I tell Laura it is Nawaf’s car and she chuckles.
“Of course it is,” she pushes her black-framed glasses up the bridge of her nose. “It’s all Nasserite and full of promise.”
I met Laura when she had just moved here as a stringer for The New York Times. She often quoted me during the early days of the protests, back when she was new to the country and looking for any old “voice from the Arab Street.” If you search for me online you’ll find my name pop up in one or two articles. To be completely honest, she made me sound much smarter than I really am.
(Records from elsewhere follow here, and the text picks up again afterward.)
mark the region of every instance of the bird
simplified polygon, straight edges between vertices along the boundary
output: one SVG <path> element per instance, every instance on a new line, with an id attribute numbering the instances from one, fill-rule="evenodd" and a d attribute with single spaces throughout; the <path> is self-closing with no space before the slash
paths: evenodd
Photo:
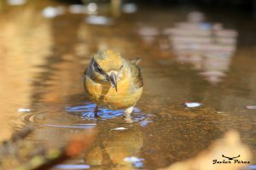
<path id="1" fill-rule="evenodd" d="M 131 121 L 131 114 L 143 90 L 140 60 L 126 60 L 111 49 L 93 55 L 82 79 L 89 99 L 96 104 L 95 116 L 98 107 L 107 107 L 125 110 L 125 120 Z"/>

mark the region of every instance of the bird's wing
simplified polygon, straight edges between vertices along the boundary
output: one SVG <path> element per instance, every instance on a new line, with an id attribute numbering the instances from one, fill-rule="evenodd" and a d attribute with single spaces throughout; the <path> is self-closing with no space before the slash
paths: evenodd
<path id="1" fill-rule="evenodd" d="M 132 82 L 134 82 L 137 88 L 141 88 L 143 86 L 143 80 L 140 68 L 131 62 L 131 77 Z"/>

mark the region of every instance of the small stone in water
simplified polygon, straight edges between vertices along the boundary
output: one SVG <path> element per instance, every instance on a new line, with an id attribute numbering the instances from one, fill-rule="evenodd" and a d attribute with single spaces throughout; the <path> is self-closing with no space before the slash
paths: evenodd
<path id="1" fill-rule="evenodd" d="M 17 111 L 19 111 L 19 112 L 29 112 L 29 111 L 31 111 L 31 110 L 30 109 L 20 108 L 20 109 L 17 110 Z"/>
<path id="2" fill-rule="evenodd" d="M 57 15 L 63 14 L 65 8 L 63 7 L 46 7 L 43 9 L 42 14 L 45 18 L 55 18 Z"/>
<path id="3" fill-rule="evenodd" d="M 7 3 L 9 5 L 23 5 L 26 0 L 8 0 Z"/>
<path id="4" fill-rule="evenodd" d="M 247 105 L 247 109 L 256 110 L 256 105 Z"/>
<path id="5" fill-rule="evenodd" d="M 125 157 L 124 158 L 124 162 L 129 162 L 129 163 L 135 163 L 135 162 L 139 162 L 144 161 L 143 158 L 137 158 L 135 156 L 131 156 L 131 157 Z"/>
<path id="6" fill-rule="evenodd" d="M 84 14 L 86 12 L 84 5 L 70 5 L 68 11 L 71 14 Z"/>
<path id="7" fill-rule="evenodd" d="M 184 105 L 186 107 L 199 107 L 199 106 L 201 106 L 202 105 L 200 103 L 196 103 L 196 102 L 186 102 L 184 104 Z"/>
<path id="8" fill-rule="evenodd" d="M 113 20 L 105 16 L 88 16 L 85 21 L 91 25 L 108 26 L 113 24 Z"/>
<path id="9" fill-rule="evenodd" d="M 120 128 L 113 128 L 111 130 L 126 130 L 127 128 L 120 127 Z"/>

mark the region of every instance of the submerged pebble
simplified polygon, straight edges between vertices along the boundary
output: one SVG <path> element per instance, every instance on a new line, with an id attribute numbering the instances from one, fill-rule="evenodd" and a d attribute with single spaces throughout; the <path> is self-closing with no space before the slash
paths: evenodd
<path id="1" fill-rule="evenodd" d="M 113 128 L 111 130 L 126 130 L 127 128 L 124 128 L 124 127 L 120 127 L 120 128 Z"/>
<path id="2" fill-rule="evenodd" d="M 19 111 L 19 112 L 29 112 L 31 110 L 30 110 L 30 109 L 24 109 L 24 108 L 20 108 L 17 110 L 17 111 Z"/>
<path id="3" fill-rule="evenodd" d="M 256 110 L 256 105 L 247 105 L 247 109 Z"/>
<path id="4" fill-rule="evenodd" d="M 26 0 L 8 0 L 9 5 L 23 5 L 26 3 Z"/>
<path id="5" fill-rule="evenodd" d="M 63 14 L 65 13 L 64 7 L 46 7 L 42 11 L 42 15 L 45 18 L 55 18 L 57 15 Z"/>
<path id="6" fill-rule="evenodd" d="M 200 107 L 202 106 L 201 103 L 196 103 L 196 102 L 185 102 L 184 105 L 186 107 Z"/>

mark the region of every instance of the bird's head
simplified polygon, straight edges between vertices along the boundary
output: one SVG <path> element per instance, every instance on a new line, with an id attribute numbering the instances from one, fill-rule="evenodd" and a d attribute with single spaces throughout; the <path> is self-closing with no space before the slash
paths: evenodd
<path id="1" fill-rule="evenodd" d="M 109 82 L 118 90 L 117 82 L 122 76 L 123 59 L 119 53 L 105 50 L 93 56 L 91 69 L 98 81 Z"/>

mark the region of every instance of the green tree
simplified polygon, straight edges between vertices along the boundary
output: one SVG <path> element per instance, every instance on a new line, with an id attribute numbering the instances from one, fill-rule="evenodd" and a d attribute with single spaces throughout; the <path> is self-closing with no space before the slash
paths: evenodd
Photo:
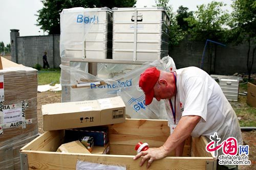
<path id="1" fill-rule="evenodd" d="M 6 45 L 6 49 L 7 53 L 10 53 L 11 52 L 11 44 L 10 43 Z"/>
<path id="2" fill-rule="evenodd" d="M 185 33 L 182 31 L 178 25 L 176 15 L 171 6 L 168 5 L 169 0 L 156 1 L 157 7 L 165 8 L 170 19 L 169 32 L 169 52 L 174 45 L 177 45 L 179 42 L 184 39 Z"/>
<path id="3" fill-rule="evenodd" d="M 247 68 L 250 79 L 256 50 L 256 1 L 235 0 L 231 7 L 233 11 L 229 23 L 231 28 L 229 40 L 236 44 L 247 43 Z"/>
<path id="4" fill-rule="evenodd" d="M 195 17 L 184 19 L 192 28 L 189 29 L 192 40 L 205 41 L 208 39 L 221 41 L 224 39 L 224 31 L 227 30 L 225 27 L 227 25 L 229 15 L 222 9 L 224 6 L 226 4 L 215 1 L 207 5 L 197 6 Z"/>
<path id="5" fill-rule="evenodd" d="M 179 9 L 177 10 L 176 20 L 177 23 L 180 28 L 185 31 L 187 31 L 189 28 L 191 29 L 188 26 L 187 20 L 184 20 L 185 18 L 188 17 L 193 17 L 193 12 L 188 12 L 188 8 L 184 7 L 182 6 L 179 7 Z"/>
<path id="6" fill-rule="evenodd" d="M 0 52 L 4 52 L 5 51 L 5 43 L 2 41 L 0 42 Z"/>
<path id="7" fill-rule="evenodd" d="M 44 7 L 37 11 L 37 26 L 49 34 L 59 34 L 60 16 L 65 8 L 73 7 L 100 8 L 132 7 L 137 0 L 42 0 Z"/>

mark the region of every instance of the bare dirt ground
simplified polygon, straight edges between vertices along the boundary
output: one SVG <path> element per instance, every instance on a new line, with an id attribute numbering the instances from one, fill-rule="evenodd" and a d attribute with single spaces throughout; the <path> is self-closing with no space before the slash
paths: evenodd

But as she got accustomed to the city and worked her way up, developing contacts with opposition leaders, presidential advisers, and other guys way more important than me, she interviewed me less and less, and then not at all.
“Where are we going?” I ask, reversing out of her driveway and onto the road.
“I got clearance to meet with this guy, Ahmed Baraka, who is high up with the opposition,” she says. “He lives in the eastern side of the city. Do you know your way around that area?”
“You mean al-Sharqiyeh?”
“Yeah.” She passes me a piece of paper with a number on it. “If you call this number they’ll tell you where to meet.”
“I’m not sure it’s safe to go there today. Did you not hear the news?”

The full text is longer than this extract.